All articles
Data Engineering8 min read2024-06-12

Medallion Architecture on Azure: Databricks + Synapse in Production

How we designed a Bronze → Silver → Gold medallion lake at Gamasuite to handle real-time freight data from 85+ carriers — with zero data loss guarantees.

Azure DatabricksSynapse AnalyticsData LakeETL

What Is Medallion Architecture?

The medallion architecture (or multi-hop architecture) organises a data lake into three layers:

  • Bronze — raw ingested data, exactly as received
  • Silver — cleaned, deduplicated, conformed data
  • Gold — business-aggregated, query-ready datasets

At Gamasuite we processed live freight rates from 85+ carriers including MAERSK, HAPAG-LLOYD, CMA-CGM, and WAN-HAI. Latency was critical — users expected sub-second quote comparisons.

Our Azure Stack

Carrier APIs / EDI → Azure Functions → Event Hub

                              Azure Databricks (Bronze)

                              Delta Lake (Silver — cleansed)

                              Azure Synapse (Gold — aggregated)

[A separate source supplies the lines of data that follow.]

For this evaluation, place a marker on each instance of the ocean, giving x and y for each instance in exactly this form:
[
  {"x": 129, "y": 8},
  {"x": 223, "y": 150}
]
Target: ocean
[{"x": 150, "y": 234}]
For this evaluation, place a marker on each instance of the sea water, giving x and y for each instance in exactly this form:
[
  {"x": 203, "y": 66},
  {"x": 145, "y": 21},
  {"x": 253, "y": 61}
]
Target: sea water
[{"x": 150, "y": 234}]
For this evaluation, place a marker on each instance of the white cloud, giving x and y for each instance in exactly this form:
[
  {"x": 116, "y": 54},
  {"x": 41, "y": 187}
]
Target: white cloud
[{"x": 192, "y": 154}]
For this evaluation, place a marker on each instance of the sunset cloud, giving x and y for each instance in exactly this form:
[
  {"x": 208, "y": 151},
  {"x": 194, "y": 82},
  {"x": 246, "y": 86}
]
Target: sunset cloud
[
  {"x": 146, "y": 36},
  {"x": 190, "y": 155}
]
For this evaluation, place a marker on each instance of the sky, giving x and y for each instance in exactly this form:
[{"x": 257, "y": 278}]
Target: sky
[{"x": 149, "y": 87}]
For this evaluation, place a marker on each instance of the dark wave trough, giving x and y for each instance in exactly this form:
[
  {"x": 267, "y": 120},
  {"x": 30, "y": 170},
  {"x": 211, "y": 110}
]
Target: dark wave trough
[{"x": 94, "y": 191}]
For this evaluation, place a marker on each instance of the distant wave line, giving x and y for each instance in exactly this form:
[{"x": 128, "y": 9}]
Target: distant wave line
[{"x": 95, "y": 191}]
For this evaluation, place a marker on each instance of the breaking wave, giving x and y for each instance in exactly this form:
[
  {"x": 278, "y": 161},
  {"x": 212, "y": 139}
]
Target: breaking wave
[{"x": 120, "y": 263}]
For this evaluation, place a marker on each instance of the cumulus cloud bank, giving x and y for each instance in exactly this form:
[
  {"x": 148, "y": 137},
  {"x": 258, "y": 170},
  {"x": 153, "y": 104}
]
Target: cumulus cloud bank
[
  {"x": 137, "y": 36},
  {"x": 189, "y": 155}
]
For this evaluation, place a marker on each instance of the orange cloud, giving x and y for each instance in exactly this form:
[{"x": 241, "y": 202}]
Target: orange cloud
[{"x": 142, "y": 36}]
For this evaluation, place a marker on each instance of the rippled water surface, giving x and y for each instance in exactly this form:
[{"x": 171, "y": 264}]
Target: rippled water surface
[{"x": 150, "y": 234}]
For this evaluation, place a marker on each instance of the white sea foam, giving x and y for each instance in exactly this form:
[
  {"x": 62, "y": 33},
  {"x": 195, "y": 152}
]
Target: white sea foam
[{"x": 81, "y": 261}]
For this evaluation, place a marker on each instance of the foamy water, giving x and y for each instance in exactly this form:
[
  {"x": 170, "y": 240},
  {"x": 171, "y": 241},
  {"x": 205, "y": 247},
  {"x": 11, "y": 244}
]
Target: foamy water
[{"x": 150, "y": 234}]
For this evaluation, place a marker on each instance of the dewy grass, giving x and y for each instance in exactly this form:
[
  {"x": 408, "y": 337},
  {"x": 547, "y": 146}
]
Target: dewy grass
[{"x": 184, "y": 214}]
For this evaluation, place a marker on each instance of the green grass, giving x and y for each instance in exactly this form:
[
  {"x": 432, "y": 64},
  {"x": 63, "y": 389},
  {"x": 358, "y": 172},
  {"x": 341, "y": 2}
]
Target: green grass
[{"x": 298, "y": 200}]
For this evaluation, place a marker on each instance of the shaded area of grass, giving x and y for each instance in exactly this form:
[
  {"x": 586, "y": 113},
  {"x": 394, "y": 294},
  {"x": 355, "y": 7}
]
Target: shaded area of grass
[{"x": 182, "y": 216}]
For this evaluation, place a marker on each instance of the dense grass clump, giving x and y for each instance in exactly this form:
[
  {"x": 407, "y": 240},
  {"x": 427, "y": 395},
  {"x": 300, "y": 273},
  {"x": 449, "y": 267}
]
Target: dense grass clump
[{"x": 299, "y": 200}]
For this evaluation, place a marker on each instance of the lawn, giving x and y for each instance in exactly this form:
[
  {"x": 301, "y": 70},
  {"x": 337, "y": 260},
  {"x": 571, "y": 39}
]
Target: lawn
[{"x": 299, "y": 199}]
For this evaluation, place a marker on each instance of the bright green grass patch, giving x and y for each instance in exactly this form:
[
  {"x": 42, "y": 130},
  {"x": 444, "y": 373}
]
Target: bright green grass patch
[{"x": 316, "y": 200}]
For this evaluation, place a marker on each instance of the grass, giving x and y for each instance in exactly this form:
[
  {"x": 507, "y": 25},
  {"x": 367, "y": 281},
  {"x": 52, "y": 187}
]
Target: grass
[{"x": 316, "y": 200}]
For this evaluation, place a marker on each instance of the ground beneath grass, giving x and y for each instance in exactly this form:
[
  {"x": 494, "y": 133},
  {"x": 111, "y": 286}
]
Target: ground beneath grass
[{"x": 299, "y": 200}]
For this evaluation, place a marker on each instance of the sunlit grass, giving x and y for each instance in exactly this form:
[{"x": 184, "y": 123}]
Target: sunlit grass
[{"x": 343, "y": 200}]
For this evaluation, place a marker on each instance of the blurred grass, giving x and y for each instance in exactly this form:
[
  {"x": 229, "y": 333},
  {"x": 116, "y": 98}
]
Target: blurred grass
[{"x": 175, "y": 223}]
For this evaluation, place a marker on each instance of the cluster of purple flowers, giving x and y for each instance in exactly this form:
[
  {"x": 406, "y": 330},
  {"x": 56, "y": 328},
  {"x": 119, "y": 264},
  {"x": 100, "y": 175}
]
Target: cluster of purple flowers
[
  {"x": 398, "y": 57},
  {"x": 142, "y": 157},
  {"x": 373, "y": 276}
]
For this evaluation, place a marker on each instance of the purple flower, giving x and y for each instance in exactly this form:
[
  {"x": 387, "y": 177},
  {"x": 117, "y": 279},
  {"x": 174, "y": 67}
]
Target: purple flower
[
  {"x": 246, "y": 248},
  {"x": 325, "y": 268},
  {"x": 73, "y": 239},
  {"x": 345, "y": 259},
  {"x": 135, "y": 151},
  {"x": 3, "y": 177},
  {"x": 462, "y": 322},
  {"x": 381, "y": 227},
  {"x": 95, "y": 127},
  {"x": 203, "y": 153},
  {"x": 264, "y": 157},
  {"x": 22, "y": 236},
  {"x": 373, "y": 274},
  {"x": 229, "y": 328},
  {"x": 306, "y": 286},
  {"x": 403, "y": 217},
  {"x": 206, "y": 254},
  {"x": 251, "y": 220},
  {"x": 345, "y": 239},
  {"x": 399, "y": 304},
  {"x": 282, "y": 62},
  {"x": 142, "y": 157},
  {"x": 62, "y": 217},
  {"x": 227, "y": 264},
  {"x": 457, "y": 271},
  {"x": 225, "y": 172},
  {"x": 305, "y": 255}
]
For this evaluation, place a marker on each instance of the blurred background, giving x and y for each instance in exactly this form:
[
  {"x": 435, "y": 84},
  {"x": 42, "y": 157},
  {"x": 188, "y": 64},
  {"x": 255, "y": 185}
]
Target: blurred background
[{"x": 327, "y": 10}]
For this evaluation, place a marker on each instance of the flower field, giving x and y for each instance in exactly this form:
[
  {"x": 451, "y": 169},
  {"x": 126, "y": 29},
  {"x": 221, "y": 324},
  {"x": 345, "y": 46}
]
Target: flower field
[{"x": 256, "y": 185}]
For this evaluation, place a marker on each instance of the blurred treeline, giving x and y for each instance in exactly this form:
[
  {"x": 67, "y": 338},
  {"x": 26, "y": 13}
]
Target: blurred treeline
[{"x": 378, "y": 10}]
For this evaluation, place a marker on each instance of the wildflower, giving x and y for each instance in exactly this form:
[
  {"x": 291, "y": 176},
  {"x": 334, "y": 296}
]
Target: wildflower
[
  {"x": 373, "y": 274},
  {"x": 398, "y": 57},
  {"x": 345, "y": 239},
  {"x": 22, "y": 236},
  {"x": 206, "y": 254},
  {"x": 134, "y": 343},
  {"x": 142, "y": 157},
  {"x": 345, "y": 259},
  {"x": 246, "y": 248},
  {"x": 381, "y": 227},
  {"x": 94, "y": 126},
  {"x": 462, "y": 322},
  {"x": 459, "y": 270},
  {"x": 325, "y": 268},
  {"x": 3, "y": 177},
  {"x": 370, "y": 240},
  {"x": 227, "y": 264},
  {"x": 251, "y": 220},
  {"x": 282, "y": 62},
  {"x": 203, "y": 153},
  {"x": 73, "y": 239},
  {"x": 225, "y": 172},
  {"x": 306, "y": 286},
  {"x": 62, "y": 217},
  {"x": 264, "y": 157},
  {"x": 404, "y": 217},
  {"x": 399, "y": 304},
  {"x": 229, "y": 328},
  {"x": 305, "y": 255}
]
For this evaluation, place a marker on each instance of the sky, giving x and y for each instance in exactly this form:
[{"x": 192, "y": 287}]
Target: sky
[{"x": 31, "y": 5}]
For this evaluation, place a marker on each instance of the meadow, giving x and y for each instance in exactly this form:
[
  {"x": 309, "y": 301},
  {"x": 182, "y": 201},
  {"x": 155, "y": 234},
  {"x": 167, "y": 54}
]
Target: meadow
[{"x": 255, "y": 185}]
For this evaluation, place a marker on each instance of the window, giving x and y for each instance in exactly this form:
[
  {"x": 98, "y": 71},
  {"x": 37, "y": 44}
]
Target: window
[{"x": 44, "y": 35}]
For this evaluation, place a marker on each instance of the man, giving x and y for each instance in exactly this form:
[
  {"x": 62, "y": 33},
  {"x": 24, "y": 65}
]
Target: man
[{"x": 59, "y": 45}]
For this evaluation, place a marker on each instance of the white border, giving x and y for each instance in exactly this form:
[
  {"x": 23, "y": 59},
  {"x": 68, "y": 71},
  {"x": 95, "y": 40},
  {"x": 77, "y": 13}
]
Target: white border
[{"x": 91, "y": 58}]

                              .NET API → Angular frontend

Key Design Decisions

1. Delta Lake for ACID Transactions

Using Delta Lake on top of Azure Data Lake Storage Gen2 gave us:

  • Time travel (audit & rollback)
  • Schema enforcement on ingestion
  • Concurrent read/write without locks

2. Structured Streaming for Near-Real-Time

We used Databricks Structured Streaming to continuously push Bronze → Silver:

# Bronze → Silver streaming pipeline
df_silver = (
  spark.readStream
    .format("delta")
    .load("/mnt/bronze/freight-rates")
    .filter("is_valid = true")
    .dropDuplicates(["carrier_id", "rate_id", "effective_date"])
)
 
df_silver.writeStream \
  .format("delta") \
  .outputMode("append") \
  .option("checkpointLocation", "/mnt/checkpoints/silver") \
  .start("/mnt/silver/freight-rates")

3. Synapse Analytics for Gold Aggregation

Gold layer ran in Synapse for BI and our own comparison API:

CREATE VIEW gold.carrier_rate_comparison AS
SELECT 
  origin_port,
  destination_port,
  container_type,
  carrier_name,
  MIN(total_rate_usd) AS min_rate,
  AVG(total_rate_usd) AS avg_rate,
  COUNT(*) AS quote_count
FROM silver.freight_rates
WHERE effective_date >= DATEADD(day, -7, GETDATE())
GROUP BY origin_port, destination_port, container_type, carrier_name;

Results

  • 85+ carriers integrated via a single unified schema
  • <500ms average latency from carrier response to UI quote card
  • Zero downtime during carrier API schema changes (schema evolution via Delta)
  • 60% reduction in manual data reconciliation effort